Diyabet hastalarında ruhsal durumda yaşanan olumsuz değişiklikler stres hormonlarını artırarak kan şekeri düzeylerinde dengesizlik ve insülin etkisinde azalmaya neden olabiliyor. Bu durum tedaviye rağmen kan şekeri düzenlenmeyen hastalarda stres ve kaygının göz ardı edilmemesi gereken önemli etkenler olduğunu gösteriyor. Bazı araştırmalara göre diyabetin ortaya çıkmasının sağlayan faktörler arasında; Yas ve travma gibi ruhsal zorlanmaya neden olan yaşam olayları var.
Toplumda hızla yaygınlaşan hastalıklar arasında yer alan diyabet, komplikasyonları ve diğer hastalıklara yatkınlığı artırması nedeniyle dünyanın en büyük sağlık sorunları arasında kabul ediliyor. Bu hastalarda görülen duygusal tepkiler ve uyum güçlükleri sosyal yaşamı olumsuz yönde etkileyebiliyor. Oysa hastalıkla konforlu şekilde yaşamak ve keyifle yapılan aktiviteleri sorunsuz sürdürmek mümkün. Memorial Şişli Hastanesi Psikiyatri Bölümü’nden Uzm. Dr. Cennet Yıldırım, diyabet hastalarına sağlıklı bir ruh hali için önemli önerilerde bulunuyor.
RUHSAL SORUNLAR DİYABETİ TETİKLEYEBİLİR
Diyabet, kişinin sadece fizyolojik yapısında değil, ruhsal denge ve uyumunda da bazı sorunlara yol açabiliyor. Özellikle hasta kişideki kaygı, stres, toplumsal ve sosyal desteğin yetersiz olması, diyabet üzerinde olumsuz sonuçlar doğurabiliyor. Aynı şekilde ağır strese maruziyet de diyabete yatkınlığı olan kişilerde hastalığın ortaya çıkmasına neden olabiliyor. Bazı araştırmalar diyabetin ortaya çıkmasının sağlayan faktörler arasında; yas, travma gibi ruhsal zorlanmaya neden olan yaşam olaylarının da yer aldığını gösteriyor.

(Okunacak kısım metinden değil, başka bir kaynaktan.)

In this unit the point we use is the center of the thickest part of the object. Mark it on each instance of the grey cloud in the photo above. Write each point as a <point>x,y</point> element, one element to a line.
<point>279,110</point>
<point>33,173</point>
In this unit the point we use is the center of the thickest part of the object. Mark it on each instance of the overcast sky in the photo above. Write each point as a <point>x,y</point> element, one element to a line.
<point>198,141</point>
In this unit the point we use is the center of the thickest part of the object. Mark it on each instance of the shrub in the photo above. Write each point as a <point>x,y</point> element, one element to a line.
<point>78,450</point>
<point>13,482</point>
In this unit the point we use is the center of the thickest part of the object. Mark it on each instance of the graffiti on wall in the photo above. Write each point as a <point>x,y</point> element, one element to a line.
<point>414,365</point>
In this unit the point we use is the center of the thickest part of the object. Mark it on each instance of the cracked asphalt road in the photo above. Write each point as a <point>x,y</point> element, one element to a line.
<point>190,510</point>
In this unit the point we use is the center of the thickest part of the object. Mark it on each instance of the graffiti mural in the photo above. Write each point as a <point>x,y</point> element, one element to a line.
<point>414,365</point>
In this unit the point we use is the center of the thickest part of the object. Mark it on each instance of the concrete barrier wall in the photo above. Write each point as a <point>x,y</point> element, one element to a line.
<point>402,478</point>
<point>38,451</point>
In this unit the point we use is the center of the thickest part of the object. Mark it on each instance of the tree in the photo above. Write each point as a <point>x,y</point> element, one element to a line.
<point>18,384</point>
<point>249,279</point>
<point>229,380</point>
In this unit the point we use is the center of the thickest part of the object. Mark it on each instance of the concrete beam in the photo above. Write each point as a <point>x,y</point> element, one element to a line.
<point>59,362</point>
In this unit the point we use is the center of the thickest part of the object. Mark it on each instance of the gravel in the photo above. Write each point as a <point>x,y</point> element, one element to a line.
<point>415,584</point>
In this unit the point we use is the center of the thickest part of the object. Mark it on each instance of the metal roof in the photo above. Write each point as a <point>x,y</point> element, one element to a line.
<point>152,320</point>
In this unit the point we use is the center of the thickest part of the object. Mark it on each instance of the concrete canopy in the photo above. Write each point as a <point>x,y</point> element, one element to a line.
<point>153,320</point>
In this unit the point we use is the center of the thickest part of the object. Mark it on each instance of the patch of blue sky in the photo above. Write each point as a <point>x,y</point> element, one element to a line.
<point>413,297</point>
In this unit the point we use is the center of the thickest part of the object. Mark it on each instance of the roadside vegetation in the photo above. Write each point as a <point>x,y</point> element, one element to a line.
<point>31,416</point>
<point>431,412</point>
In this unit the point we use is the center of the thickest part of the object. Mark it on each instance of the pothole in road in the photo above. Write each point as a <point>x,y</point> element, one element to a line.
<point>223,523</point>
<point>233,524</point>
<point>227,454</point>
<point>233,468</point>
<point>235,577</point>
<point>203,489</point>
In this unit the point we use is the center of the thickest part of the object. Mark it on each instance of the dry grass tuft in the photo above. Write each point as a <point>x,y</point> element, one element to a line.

HASTALIK KAYGISI SOSYAL HAYATI OLUMSUZ ETKİLİYOR
Diyabetli hastalarda sıklıkla duygusal tepkiler ve uyum güçlükleri görülüyor. Hastalık belirtileri, komplikasyonlar ve uygulanan tedavilerin yarattığı doğal sıkıntı ile birlikte, geleceğe yönelik endişe, yeterliliğini kaybedeceği ve başkalarına bağımlı hâle gelebileceği korkuları ve beden görünümünün bozulacağına ilişkin kaygılar hastanın fiziksel, bilişsel ve duygusal işlevlerini ve sosyal yaşamını olumsuz etkileyebiliyor.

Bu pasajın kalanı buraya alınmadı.